The pivotal trial that led to our drug’s approval included a little more than 400 participants split equally among the active drug and placebo cohorts. Within the six-month trial, the primary efficacy endpoint was measured at only four weeks after the trial began.
Let me restate that: only four weeks.
Of course, the blinded part of the trial lasted about six months before open label dosing began, and all data up until that point was part of the study design.
Compare that to Pfizer’s pivotal vaccine trial. Pfizer included more than 43,000 participants in their clinical trials, more than a factor of 100 times greater than my trial sample. The data collection even stretched well longer than the blinded parts of all my trial experiences.
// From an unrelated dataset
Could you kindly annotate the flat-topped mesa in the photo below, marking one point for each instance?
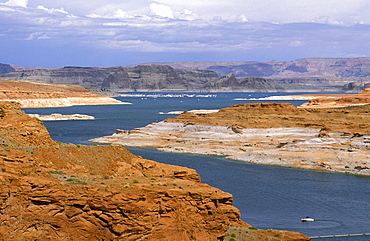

Companies behind clinical trials have far more to lose baked into their risk for potential success. Just look at historical clinical trial success rates over the years.
Of the three trials I participated in over the last decade two of them failed entirely for my cohort. Only one, the latest one, was successful. Still those previous failures never deterred my willingness to enroll.
It’s true the same pattern has played out for CVOID vaccines.
The Times hosts a pretty clear graphic that shows a substantial skew with most of COVID-19 vaccines still in the earliest phases of testing, while unfortunately the number of abandoned drugs is piling up. Importantly, three vaccines have made it through the gauntlet of U.S. gold standard testing.
Finally, critics often say the trials “moved too fast.” Too fast?! Are you kidding me? Clinical trials often move at a snail’s pace because of the bureaucratic and enrollment impediments that stand in their way.
One of the hardest parts of clinical research is enrolling patients into trials. It’s time consuming and expensive for drug makers considering the amount of testing that is required for human subjects. Of course, a global pandemic that turned all of us into patients eliminated any shortage of people eager to enroll for vaccine trials is going to speed things up (just a tad!).
A typical clinical trial visit for me a few years ago included several vials of blood taken from me repeatedly over the course of a single visit, pulmonary function testing, heart monitoring, urine samples, mental health monitoring, surveying, and physical examination.
A 2018 review of clinical trials that either fail or deeply struggle suggests that funding, recruitment, participant dropout, lack of statistical power, patient challenges, and several other issues prolong and adversely affect potential trial outcomes. For anyone who has ever participated in a trial or a controlled experiment, that all seems like common sense.
Over 5 billion vaccine doses have been administered in the past year. That is nothing short of a remarkable feat. While I can’t vouch for vaccines not yet evaluated by the FDA, I can tell you with confidence that my experience with clinical research under the purview of the FDA is such that the millions of disease of approved COVID-19 vaccines administered in the US are not experimental. Are they novel? Yes, and that’s a good thing!
If you want to try an experimental drug, enroll yourself in a clinical trial then you’ll be able to call yourself a medical pioneer. Until then, please stop trying to slow biomedical progress down. Millions of Americans will continue to rely on it after this pandemic ends. If anything, it needs to speed up.